Moreover, in response to questions posed by Commissioner Mark Smith, a Siesta Key resident, Osterhoudt said that the new Special Exceptions could not be considered unless the County Commission first amended the Comprehensive Plan — which guides growth in the community — to modify Future Land Use Policy 2.9.1. That policy was at the heart of the Ramirez legal challenges.

“I just wanted to clarify that,” Smith told Osterhoudt.

On Nov. 28, the commissioners agreed, on a 3-1 vote, to allow county Planning Division staff to process a series of Comprehensive Plan amendments proposed by Benderson Development Co. The first of those would be very similar to the Oct. 27, 2021 ordinance in that it would eliminate the counting of hotel and motel rooms for residential density purposes. However, this amendment would apply only to Siesta Key.

In essence, Osterhoudt noted on Dec. 12, the staff review of the new Special Exceptions would run concurrently with staff’s analysis of the Benderson Comprehensive Plan amendments.

The applicants for the Special Exceptions will have to conduct county-mandated Neighborhood Workshops on their proposals, and then the county’s Planning Commission will have to hold hearings on them before the County Commission holds the final hearings, Osterhoudt pointed out.

As for the new Comprehensive Plan amendments: Those also would have to be discussed during a Neighborhood Workshop before public hearings were conducted. However, an additional step is necessary to achieve final approval of a new Comprehensive Plan amendment: It must undergo a review by staff of the Florida Department of Economic Opportunity (DEO), which analyzes any proposed Comprehensive Plan amendment that wins initial local government approval during what is called a “transmittal hearing.” That analysis is designed to ensure that the amendment does not conflict with any facets of the affected Comprehensive Plan or state policies. Only after the DEO staff signs off on a proposed amendment can the County Commission hold its final hearing on the amendment.

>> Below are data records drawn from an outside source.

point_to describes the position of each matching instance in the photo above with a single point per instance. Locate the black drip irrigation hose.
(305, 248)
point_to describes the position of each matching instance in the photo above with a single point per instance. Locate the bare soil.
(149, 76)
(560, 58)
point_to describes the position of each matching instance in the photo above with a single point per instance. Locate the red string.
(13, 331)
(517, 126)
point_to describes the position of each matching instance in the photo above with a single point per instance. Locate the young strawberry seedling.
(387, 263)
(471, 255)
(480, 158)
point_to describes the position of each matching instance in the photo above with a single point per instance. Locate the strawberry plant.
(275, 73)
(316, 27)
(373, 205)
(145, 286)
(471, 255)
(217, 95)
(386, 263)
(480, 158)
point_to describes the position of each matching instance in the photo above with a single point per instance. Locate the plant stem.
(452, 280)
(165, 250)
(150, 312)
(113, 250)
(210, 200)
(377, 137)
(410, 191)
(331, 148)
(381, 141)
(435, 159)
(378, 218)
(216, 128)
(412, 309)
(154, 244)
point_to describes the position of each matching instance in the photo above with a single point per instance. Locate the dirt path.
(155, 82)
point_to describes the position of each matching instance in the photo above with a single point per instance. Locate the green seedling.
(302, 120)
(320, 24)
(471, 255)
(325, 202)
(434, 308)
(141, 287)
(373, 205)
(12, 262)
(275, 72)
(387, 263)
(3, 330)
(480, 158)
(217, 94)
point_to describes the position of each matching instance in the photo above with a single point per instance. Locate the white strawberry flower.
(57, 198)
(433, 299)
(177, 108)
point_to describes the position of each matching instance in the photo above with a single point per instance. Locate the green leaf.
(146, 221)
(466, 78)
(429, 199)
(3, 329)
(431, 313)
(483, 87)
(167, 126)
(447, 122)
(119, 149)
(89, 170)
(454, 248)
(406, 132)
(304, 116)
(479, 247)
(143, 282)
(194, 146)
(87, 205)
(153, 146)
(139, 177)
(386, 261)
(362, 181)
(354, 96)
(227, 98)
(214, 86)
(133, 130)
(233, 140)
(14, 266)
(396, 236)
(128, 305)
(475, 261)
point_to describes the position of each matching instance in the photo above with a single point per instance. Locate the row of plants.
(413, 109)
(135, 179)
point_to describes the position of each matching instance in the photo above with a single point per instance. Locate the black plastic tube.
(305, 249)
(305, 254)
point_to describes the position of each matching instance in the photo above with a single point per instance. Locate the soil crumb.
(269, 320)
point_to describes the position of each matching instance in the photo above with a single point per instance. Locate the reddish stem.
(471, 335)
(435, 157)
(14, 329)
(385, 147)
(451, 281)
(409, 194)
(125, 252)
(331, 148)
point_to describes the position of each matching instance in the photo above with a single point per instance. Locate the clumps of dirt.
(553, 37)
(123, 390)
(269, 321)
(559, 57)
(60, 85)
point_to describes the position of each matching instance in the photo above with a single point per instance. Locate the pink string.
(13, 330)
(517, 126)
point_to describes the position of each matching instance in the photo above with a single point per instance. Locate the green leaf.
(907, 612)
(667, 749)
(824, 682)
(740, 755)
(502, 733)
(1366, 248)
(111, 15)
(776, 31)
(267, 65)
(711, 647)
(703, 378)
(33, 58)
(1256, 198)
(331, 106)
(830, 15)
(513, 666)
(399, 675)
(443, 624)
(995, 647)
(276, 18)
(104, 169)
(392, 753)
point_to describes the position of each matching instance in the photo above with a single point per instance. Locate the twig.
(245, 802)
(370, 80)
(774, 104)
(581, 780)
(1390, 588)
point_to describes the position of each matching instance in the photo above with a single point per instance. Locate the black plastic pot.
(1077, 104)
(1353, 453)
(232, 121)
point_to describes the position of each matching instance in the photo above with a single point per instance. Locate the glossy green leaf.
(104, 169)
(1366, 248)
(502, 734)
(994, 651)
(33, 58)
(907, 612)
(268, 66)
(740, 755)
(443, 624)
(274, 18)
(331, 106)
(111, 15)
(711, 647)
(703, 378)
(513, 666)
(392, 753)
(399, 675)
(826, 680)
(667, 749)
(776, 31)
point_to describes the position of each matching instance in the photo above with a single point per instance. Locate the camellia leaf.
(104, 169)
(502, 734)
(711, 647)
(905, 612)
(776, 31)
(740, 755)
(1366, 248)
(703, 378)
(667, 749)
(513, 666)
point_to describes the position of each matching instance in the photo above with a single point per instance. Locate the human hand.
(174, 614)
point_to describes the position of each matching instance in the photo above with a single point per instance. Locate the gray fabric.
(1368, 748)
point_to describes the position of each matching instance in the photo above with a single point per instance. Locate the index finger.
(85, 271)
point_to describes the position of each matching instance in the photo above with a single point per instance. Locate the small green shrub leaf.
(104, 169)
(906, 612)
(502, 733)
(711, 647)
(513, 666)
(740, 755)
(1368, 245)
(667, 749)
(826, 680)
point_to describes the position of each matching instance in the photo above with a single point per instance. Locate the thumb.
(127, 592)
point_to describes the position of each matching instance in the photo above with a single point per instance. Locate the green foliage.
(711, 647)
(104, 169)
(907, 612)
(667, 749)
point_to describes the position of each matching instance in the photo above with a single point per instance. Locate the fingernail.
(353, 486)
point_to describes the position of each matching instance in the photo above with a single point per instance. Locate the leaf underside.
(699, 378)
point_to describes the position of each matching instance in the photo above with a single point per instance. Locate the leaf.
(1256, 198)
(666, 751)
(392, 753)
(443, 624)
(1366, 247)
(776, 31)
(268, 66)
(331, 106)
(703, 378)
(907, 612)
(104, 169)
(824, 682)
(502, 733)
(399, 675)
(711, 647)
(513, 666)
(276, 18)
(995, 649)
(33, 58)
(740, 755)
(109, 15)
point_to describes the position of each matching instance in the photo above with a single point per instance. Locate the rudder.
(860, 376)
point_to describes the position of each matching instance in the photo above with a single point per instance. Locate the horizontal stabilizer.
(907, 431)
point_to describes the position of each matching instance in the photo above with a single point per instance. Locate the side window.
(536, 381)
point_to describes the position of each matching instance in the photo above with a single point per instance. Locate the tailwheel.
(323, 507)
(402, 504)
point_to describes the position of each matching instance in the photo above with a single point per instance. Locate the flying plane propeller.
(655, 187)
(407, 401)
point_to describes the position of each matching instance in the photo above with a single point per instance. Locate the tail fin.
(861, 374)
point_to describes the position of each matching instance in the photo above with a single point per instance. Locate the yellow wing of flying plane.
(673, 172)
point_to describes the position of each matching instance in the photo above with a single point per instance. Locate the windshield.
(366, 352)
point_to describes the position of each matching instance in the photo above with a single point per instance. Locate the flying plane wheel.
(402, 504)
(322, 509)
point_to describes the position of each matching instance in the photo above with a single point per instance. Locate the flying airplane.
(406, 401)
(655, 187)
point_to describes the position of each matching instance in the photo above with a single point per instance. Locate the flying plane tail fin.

Commissioner Michael Moran made the motion to approve the new UDC amendment and to grant the Special Exception waivers. Commissioner Smith seconded the motion.

“I just want to reiterate to my Siesta Key folks,” Smith said, that the approval of the waivers that day “doesn’t mean [the Special Exceptions are] set in stone.” He referenced Osterhoudt’s earlier comments about the process that would have to take place.

“So don’t panic,” Smith told the speakers in the audience.

1 thought on “County Commission repeals October 2021 land-use change that cleared the way for approval of high-rise hotels on Siesta Key”

  1. We wish Mr. Merrill III would explain why definitions in US Census Information have any relevance in determining whether such hotel living units increase density. It is “plain as a pike staff” that they do increase density. After all, density is just a descriptive term for a mass or volume and, in this case, a mass or volume of people. Whether it is residential or non-residential, it is the volume of people occupying the rooms – whether they are located in a residential, a commercial or even an industrial zone – that is important. However those hotel rooms are labeled, they add to the density (volume) of people on the KEY. Mr. Merrill III would have us believe that because these units are non-residential for zoning purposes, we can ignore the numbers of people who occupy those units and treat them as non-existent when calculating density. Nothing could be more absurd, and I would expect a court to so find.